Photonic crystals are a relatively new development in the scientific quest to control light. Ozin's lab first created photonic crystals in 2002, using spherical particles of silica mere micrometres in diameter that self-assemble into neat layers, creating what's known as an opal. After filling the space between the spheres with silicon, they used acid etching to remove the silica balls. This left an ordered sponge of air bubbles in silicon known as an inverse opal. This photonic crystal material, the first of its kind, did indeed trap light. These photonic crystals can produce colour based on how an electromagnetic wave interacts with the structure -- meaning that it could be tuned to produce any colour.

In the new study, the team injected an elastic compound between the spheres, which were then etched away, leaving an orderly and compressible elastic foam that can be transferred onto virtually any surface, such as glass, metal or plastic. The material changes colour based on how far the spheres are separated.

"The material we have is very, very thin," Arsenault says. "We can coat it onto any surface we want." If the foam is compressed, it alters the lattice dimensions, changing the wavelength of light that it produces. The team demonstrated the fingerprint application, using Arsenault's finger, and produced both still images and a video of the process, which captures detailed information about pressure patterns and surface ridges that may not be visible to the naked eye.
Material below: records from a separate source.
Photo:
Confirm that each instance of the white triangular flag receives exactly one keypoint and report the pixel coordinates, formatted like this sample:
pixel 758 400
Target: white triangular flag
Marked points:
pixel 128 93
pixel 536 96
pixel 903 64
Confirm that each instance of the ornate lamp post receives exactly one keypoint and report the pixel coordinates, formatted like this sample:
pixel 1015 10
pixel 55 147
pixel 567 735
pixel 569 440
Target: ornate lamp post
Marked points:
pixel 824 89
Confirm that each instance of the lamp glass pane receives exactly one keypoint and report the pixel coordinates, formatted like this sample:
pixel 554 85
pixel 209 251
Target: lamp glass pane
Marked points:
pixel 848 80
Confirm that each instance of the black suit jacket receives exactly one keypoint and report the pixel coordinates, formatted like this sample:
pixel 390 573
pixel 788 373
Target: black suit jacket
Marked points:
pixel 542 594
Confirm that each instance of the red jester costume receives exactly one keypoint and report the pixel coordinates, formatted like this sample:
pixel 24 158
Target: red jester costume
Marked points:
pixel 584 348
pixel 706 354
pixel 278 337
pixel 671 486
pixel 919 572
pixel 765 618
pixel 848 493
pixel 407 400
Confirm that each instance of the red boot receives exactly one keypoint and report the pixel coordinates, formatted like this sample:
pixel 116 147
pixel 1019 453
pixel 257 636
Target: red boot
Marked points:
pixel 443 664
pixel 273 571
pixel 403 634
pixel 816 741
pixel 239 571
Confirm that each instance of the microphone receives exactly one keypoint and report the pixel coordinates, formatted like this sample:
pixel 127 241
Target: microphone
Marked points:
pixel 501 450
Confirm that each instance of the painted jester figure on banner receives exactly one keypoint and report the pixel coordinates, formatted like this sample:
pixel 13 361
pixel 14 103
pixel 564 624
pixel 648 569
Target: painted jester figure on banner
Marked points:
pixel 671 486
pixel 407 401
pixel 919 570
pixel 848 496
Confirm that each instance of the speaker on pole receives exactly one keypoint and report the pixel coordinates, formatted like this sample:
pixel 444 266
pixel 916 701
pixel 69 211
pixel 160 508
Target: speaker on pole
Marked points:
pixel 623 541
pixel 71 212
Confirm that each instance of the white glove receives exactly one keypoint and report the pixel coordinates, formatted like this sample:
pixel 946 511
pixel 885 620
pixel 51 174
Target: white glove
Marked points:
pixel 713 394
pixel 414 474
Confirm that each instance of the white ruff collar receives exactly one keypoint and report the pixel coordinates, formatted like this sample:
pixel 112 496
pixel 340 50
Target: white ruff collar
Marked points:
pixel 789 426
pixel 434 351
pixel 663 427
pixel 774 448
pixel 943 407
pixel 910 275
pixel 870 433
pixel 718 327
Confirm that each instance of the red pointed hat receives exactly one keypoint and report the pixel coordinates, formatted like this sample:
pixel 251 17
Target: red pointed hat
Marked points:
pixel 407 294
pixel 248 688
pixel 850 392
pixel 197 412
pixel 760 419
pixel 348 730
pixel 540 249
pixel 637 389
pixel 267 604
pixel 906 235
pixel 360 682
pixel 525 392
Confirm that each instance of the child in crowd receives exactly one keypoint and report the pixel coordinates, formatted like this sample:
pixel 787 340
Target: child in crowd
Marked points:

Taking it one step further, Arsenault made a rubber replica of his fingertip, which might fool a traditional fingerprint scan. "If you press the rubber replica into the material, the pressure impressions that you get are very different," he says. "The lines are much sharper, because the material is less soft. From the standpoint of biometrics, this could provide better security."

Arsenault says the technology could be used not only for colour fingerprints, but in sensors for air-bag release mechanisms in cars, strain and torque sensors on support beams of high-rise buildings and in laser sources. The study was funded by the Natural Sciences and Engineering Research Council of Canada, the University of Toronto, EC NoE Phoremost and Deutsche Forschungsgemeinschaft.